" Brigitte Engerer "
la plus russe des pianistes françaises vient de nous quitter.
Passionnée et généreuse, elle s'en est allée ce samedi 23 Juin à l'âge de 59 ans, victime d'un cancer qu'elle aura combattu de la plus élégante façon en jouant jusque dans les derniers jours de la maladie.
Elle avait donné son dernier concert il y a quelques jours.
Née le 27 octobre 1952 à Tunis, elle avait commencé en s'enfermant dans la salle de bains pour jouer sur un piano jouet. Forte de son premier prix au Conservatoire de Paris, obtenu à l'unanimité dans la classe de Lucette Descaves, à l'âge de 15 ans, et d'un prix au concours Long-Thibaud, deux ans plus tard, elle avait choisi d'aller se perfectionner au Conservatoire Tchaïkovski de Moscou, auprès du grand pédagogue Stanislas Neuhaus. Elle était alors devenue la plus russe des pianistes françaises, faisant la synthèse entre ces deux écoles que tout opposait.

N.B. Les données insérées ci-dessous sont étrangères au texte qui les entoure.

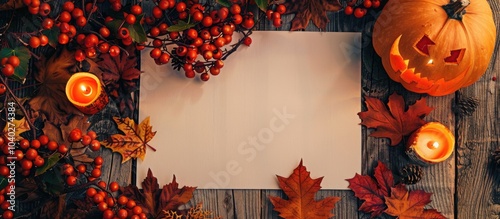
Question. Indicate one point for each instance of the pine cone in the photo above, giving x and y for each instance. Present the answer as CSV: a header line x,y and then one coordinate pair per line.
x,y
465,106
411,174
496,159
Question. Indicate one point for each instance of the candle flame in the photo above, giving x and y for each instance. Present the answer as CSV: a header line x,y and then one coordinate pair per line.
x,y
433,144
86,90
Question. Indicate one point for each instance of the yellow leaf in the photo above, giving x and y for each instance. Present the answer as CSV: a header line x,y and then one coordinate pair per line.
x,y
17,127
134,140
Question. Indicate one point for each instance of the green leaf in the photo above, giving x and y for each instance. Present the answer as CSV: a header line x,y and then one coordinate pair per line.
x,y
182,25
49,163
52,34
262,4
3,182
225,3
24,55
137,31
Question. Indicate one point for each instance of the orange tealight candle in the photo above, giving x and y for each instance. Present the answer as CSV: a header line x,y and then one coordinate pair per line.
x,y
85,91
431,143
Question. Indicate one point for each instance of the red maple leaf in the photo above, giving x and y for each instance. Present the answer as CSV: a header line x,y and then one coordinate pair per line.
x,y
301,189
373,191
395,122
406,204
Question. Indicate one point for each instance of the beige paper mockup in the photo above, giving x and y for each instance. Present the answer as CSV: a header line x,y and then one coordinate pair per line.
x,y
288,96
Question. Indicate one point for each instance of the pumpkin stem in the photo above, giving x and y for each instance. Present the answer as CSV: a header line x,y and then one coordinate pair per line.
x,y
456,8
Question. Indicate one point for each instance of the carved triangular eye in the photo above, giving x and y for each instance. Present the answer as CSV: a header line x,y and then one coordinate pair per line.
x,y
423,45
455,56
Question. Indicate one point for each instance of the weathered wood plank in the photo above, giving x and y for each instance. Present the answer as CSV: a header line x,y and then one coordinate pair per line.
x,y
479,135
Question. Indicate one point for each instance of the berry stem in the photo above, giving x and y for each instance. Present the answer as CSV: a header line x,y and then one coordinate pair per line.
x,y
11,94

Passionnée de musique de chambre, qu'elle pratiquait avec ses amis l'altiste Gérard Caussé, le violoniste Olivier Charlier ou le violoncelliste Henri Demarquette, elle était une habituée des Folles Journées de Nantes.
Brigitte Engerer enseignait au Conservatoire national supérieur de Paris depuis 1994. Selon son entourage, elle était profondément généreuse, "à l'écoute des autres, des jeunes, des autres talents dont elle s'imprégnait".
Très cultivée, passionnée de littérature, tout particulièrement russe, la pianiste parlait plusieurs langues étrangères. Elle a été mariée à l'écrivain français Yann Queffélec et avait une fille de 27 ans et un fils de 18 ans.
L'artiste et la femme étaient d'une telle générosité, d'une telle passion, d'une telle gentillesse aussi - vertu nullement galvaudée à nos yeux - que le public ne s'y était pas trompé: elle était une des musiciennes classiques les plus populaires, amour durable et jamais démenti. On avait déjà tremblé pour elle lors de la première apparition, il y a six ans, d'un cancer dont on croyait bien qu'elle l'avait vaincu, reprenant sa carrière avec la même intensité. Mais c'était apparemment reculer pour mieux sauter, et son état s'était spectaculairement dégradé ces dernières semaines.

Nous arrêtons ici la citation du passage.